Counties call on state lawmakers to include all kids in universal pre-K programby jmaloni
Counties yesterday called on state lawmakers to include all preschool children in any effort to expand universal pre kindergarten in New York state.
"We applaud state and local officials for proposals to improve pre-kindergarten, and our members want to make sure that any attempt at expanding pre-K includes our children receiving preschool special education," said NYSAC President Mark R. Alger, the Steuben County manager.
Counties, which don't have education departments, pay for preschool special education. New York is the only state in the nation that mandates counties to fund the federally required preschool special education programming.
"County officials have no oversight or management function in this education program. We simply pay for the services and then bill the state of New York for a share of the cost," said Stephen J. Acquario, executive director of NYSAC. "One of the problems is that there is no single entity with oversight or accountability.
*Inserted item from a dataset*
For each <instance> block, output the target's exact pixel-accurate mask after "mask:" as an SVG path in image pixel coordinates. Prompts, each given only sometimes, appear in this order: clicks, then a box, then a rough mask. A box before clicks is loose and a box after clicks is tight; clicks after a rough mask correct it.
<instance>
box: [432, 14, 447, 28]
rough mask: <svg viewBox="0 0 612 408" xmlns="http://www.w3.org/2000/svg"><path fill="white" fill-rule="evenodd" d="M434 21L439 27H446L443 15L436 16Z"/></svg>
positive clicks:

School districts determine the needed services, providers are paid for the service, even when the child doesn't show up, and too many of these needy children fall through the cracks."
Currently, New York segregates how it provides pre-K education with two different systems: one for special needs children, administered through local health departments, and another through the state Department of Education for all others.
"As the father of a 4-year-old son and 9-year-old daughter with special needs, I know UPK can only be truly universal if it touches every preschool child in the state - especially those with special abilities," said Dutchess County Executive Marcus A. Molinaro in an op-ed published in the Rochester Democrat & Chronicle.Read the full op-ed here.
A 2007 Task Force on Preschool Special Education reported preschool special education children perform better in a school environment with their non-disabled peers.
"There is no question that the expansion of pre-kindergarten will allow the state to build a much more efficient and higher quality system of care for these children," Acquario said. "Should the state enact reforms to expand pre-kindergarten education, we need to be sure to include all of our children."